CSV Architects’ Presentation in Support of Sustainable Kingston
Here at CSV Architects’, sustainable design is fundamental to all our work. This means it is crucial that we stay up to date with the various regulations surrounding this increasingly popular topic, in an ever-changing landscape. Because CSV has our very own expert in this field (Sustainability Consultant Stephen Pope), we really make an effort to spread our knowledge to others in the industry in hopes of promoting sustainable design and making it more accessible to all.
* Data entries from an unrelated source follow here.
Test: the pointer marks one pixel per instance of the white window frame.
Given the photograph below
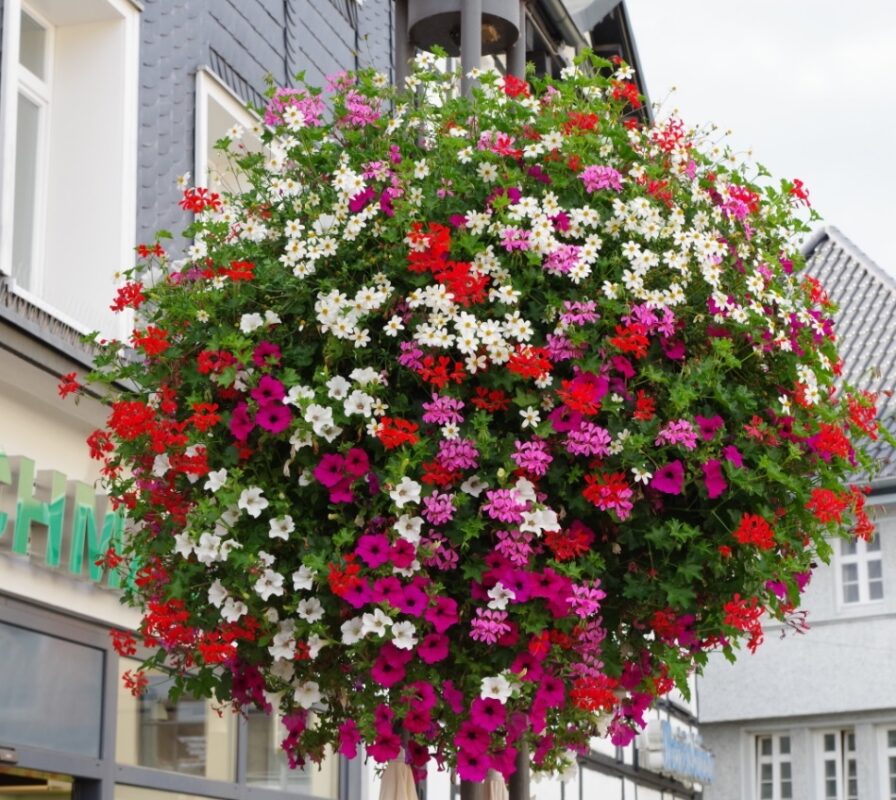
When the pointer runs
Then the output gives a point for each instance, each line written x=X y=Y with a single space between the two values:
x=210 y=87
x=14 y=78
x=776 y=759
x=841 y=757
x=861 y=559
x=887 y=751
On September 21st, Stephen drove to Kingston, Ontario to present a lecture for members of Sustainable Kingston, a non-profit organization that strives to enhance the livability and resiliency of its city. This talk focused on the new Ontario Regulation on Large Building Energy and Water Reporting and Benchmarking (O.Reg 20/17). Stephen has quite a bit of experience in this area - in his 18-year association with Natural Resources Canada, he delivered over 120 presentations of this type!
CSV undertook this project as a way of reinforcing our own activities under our commitment to EnviroCentre’s Carbon 613, to reduce GHG emissions and energy and water consumption. Carbon 613 is one of 8 social enterprises across Ontario that assemble networks of businesses that are setting sustainability targets with the support of Sustainability CoLab. This organization aims to create a collaborative network of organizations committed to embedding sustainability into their operations and driving environmental and economic advancement in the National Capital Region.
The New Ontario Regulation on Large Building Energy and Water Reporting and Benchmarking
Ontario Regulation 20/17 is simple in concept, but quite revolutionary in attitude, and consistent with other recent changes in building regulations. In the past, building regulations only focused on health and safety, and information about building performance was the private property of the building owner.
To comply with this regulation, participants will use the Canadian version of the US EPA’s Portfolio Manager software to do the following:
· declare the location and gross floor area (in sq.ft.) of the building(s)
· provide the occupancy (with the ability to define multiple occupancies) and its percentage leased
· enter the utility bills for the year in the appropriate spots
Buildings with a gross floor area greater than 250,000 sq.ft., (with Multiple Unit Residential Buildings, MURBs, exempted) are collecting data now for reporting on July 1st, 2018. Buildings with a gross floor area of 100,000 sq.ft., will be added in 2018 with MURBs now having to report, and will deliver their first reports in 2019. Finally, buildings greater than or equal to 50,000 sq.ft., will be added in 2019, with the first report required in 2020.
Recently the Ministry of Municipal Affairs has declared that the building code will now be used as a support mechanism for the Ontario Climate Change Action Plan. This new approach has already seen the introduction of a carbon consumption declaration in building permit applications, and a dramatic increase in the thermal requirements for the building enclosure since 2011. Public reporting of energy and water consumption, and the GHG impacts of that consumption, will start for the largest building types in 2018.
The collection and analysis of energy and water consumption information is considered an essential part of provincial planning around these two commodities. This legislation describes the new requirement for data management and reporting as a win for owners, who now will have a new management tool to assist with their own planning. It is hoped that the information will lead to better management of building equipment replacement cycles, which in turn will lead to re-investment and improvement of the building stock in Ontario.
Issues for Concern
Of course, the devil is always in the details, and conversations Stephen had with the attendees of this lecture raised some significant issues. The first was very visible just from looking out of the windows of the Sustainable Kingston Office. Most of Kingston’s downtown is 2 to 4 stories high, and as 19th Century “Main Street” type buildings, they have footprints much less than would be required for the minimum 50,000 sq.ft. gross floor area of this regulation. Checking the general nature of the Canadian building stock as represented by the Natural Resources Canada 2009 Survey of Commercial / Institutional Energy Use, buildings larger than 50,000 sq.ft. represent only 6.4% of the total number of buildings, although they represent just over half of the total floor area and use just under half of the total of energy used by buildings. Most buildings will simply be under the radar.
There was also some questioning about the requirements as expressed in the legislation for the utilities to give the information to owners, when most owners receive regular utility bills. No explanatory clauses responding to the question are in the regulation, which is quite short. The speculative response was that some buildings in older cities are still not metered and the owner has an agreement with the utility on a pre-rated bill based on total floor area and bulk metering for a specific area. It was further speculated that requiring the utility to release the data addressed previous challenges in access to information on the part of other authorities.
Finally, while using Portfolio Manager to track and analyze consumption is simple enough, and the reporting obligation is clearly established, no details were provided regarding to whom an owner would report the details. It may simply be the case that the Ministry of Municipal Affairs would access the Portfolio Manager database, but the details remain obscure.
While this regulation is indeed a step in the right direction, it seems that building owners will need to be on the lookout for future announcements related to this regulation.